Wie sich Nashorn Kibo in Rom eingelebt hat
Zoo Zwei Augsburger Wildtieren fliegen auch im Ausland die Herzen zu. Der Nashornbulle nimmt in seiner neuen Heimat stetig zu und ein Hengst könnte bald schon Vater werden. Auch Kibos Schwester Keeva hat ein neues Zuhause gefunden
Augsburg Drei Jahre lang waren sie die Lieblinge der Augsburger im Zoo: Die Breitmaulnashorn-Babys Kibo und Keeva sahen zum Knuddeln aus, tollten verspielt durch ihr Gehege und bescherten dem Zoo einen Besucherboom. Dass sie nicht in ihrer Geburtsstadt würden bleiben können, war von Anfang an klar: Keeva wurde 2019 nach Großbritannien abgegeben, Kibo nach Italien. Dort hat er sich inzwischen gut eingelebt – und ordentlich zugelegt.
Yitzhak Yadid ist Kurator des „Bioparco“in Rom, wo Nashornbulle Kibo seit September 2019 lebt. Dort hat er einen Artgenossen, der genauso alt ist wie er selbst. Dieser Bulle heißt Thomas. Es ist der Name, dem man ihm in seinem Geburtszoo in Arnhem in den Niederlanden gab. Die beiden Nashörner halten laut Yadid immer Ausschau nach ihren Pflegern. Kibo verpasse keine Gelegenheit, sich Streicheleinheiten abzuholen. Inzwischen ist der in Augsburg geborene Bulle ein echtes Schwergewicht und dementsprechend etwas behäbiger, als ihn so mancher Augsburger noch kennen mag. „Er ist ein Erwachsener“, sagt
Yadid, „und ziemlich groß“. Dass es Kibo schmeckt, zeige sich auf der Waage. Yadid erinnert sich noch daran, dass er bei der Ankunft zwei Tonnen wog. Heute ist der Bulle um ein Viertel schwerer. Sein Gewicht von mehr als 2500 Kilogramm kann nach Auskunft von Fachleuten aber noch deutlich zunehmen. 3500 Kilogramm sind für einen Nashornbullen nicht ungewöhnlich. Im Bioparco ist die Zooleitung bemüht, auch für Kibo die richtigen Vorausset
zungen zu schaffen. Dazu gehören laut Yadid die richtige Behausung, genügend Auslauf und fürsorgliche Pfleger. Ein monumentales Eingangsportal weist den Weg in den „Bioparco di Roma“beziehungsweise zoologischen Garten Roms. Er liegt auf einer Fläche von 42 Hektar zu Füßen des Hügels Pincio im Park der Villa Borghese.

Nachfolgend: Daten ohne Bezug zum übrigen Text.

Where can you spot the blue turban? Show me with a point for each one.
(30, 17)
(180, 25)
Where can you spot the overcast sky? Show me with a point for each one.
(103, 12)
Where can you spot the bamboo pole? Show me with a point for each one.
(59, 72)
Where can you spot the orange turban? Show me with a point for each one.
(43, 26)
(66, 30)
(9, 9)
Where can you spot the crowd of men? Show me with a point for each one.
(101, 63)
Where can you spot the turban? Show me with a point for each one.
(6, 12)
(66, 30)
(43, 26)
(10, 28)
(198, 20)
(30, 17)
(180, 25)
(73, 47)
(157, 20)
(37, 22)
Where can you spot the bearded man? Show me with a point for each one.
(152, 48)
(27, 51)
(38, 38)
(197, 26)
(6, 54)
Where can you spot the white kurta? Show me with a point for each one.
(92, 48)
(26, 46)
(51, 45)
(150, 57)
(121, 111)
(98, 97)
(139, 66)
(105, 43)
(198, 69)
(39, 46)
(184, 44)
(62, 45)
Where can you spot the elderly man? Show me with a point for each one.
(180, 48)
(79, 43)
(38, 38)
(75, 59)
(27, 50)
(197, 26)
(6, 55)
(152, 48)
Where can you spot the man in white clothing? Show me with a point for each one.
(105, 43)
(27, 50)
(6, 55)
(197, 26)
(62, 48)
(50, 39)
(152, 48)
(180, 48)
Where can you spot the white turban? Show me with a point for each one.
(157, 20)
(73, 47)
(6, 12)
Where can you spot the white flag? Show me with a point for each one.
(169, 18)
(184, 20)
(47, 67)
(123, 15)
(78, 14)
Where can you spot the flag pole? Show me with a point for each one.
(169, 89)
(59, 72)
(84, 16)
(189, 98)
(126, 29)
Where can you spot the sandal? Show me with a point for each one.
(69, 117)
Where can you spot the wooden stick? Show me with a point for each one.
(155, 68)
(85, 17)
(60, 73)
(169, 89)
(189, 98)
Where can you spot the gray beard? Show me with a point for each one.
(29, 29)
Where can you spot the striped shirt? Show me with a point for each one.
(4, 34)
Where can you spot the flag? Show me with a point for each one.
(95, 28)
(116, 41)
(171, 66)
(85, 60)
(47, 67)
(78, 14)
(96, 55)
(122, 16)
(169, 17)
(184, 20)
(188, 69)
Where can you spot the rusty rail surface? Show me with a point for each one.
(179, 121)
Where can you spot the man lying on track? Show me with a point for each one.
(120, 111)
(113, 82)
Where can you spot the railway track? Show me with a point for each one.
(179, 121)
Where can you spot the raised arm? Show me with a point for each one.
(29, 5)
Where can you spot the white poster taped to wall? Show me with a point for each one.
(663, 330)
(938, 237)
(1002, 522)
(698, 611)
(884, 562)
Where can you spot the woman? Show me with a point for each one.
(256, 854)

Er gilt als Italiens größter und – 1911 erbaut – Europas ältester Zoo. Kibo ist eines von 1114 dort lebenden Tieren. Es war der Hamburger Carl Hagenbeck, der die Verantwortung für die Gründung des Bioparco übernahm. Auch Kibos Schwester Keeva hat sich in ihrer neuen Heimat, dem Knowsley Safari Park in der Nähe von Liverpool, Großbritannien, offenbar gut eingelebt. Sie lebt dort in einer größeren Herde, Besucher des Parks können dort auf geführte Touren gehen und die Tiere erleben, als lebten sie in freier Wildbahn. Noch ein anderes Augsburger Wildtier wanderte vor Kurzem aus: Przewalski-Hengst Lars. Er war einst Teil des Beweidungsprojekts im Stadtwald Augsburg, in dessen Rahmen Przewalskipferde dafür sorgen, die Heide und den lichten Kiefernwald im Gehege offen zu halten. Die Junghengste der Augsburger Herde müssen immer wieder ausgetauscht werden, weshalb Lars diesen Januar nach Warschau gebracht wurde, wo er für Nachwuchs sorgen soll. Der Warschauer Zoologische Garten liegt im Stadtteil Praga-Północ und wurde 1928 eröffnet. Damals galt er als der größte Tierpark Europas. Die heute 40 Hektar große Anlage verfügt über rund 550 Tierarten mit etwa 3500 Exemplaren. Sie wird jährlich von etwa 600.000 Menschen besucht. Die Anlage steht seit 1990 gemeinsam mit dem angrenzenden Park Praski unter Denkmalschutz. Zoodirektorin Magdalena Gajownik und die für Huftiere zuständige Kuratorin Sylwia Gródkowska sagen, auch wenn der Hengst erst seit einigen Monaten in der polnischen Hauptstadt lebe, sei es ihm bereits gelungen, die Herzen seiner neuen Zoo-Familie zu „stehlen“. Die Verantwortlichen haben den Eindruck, dass er in der neuen Gruppe sehr glücklich sei.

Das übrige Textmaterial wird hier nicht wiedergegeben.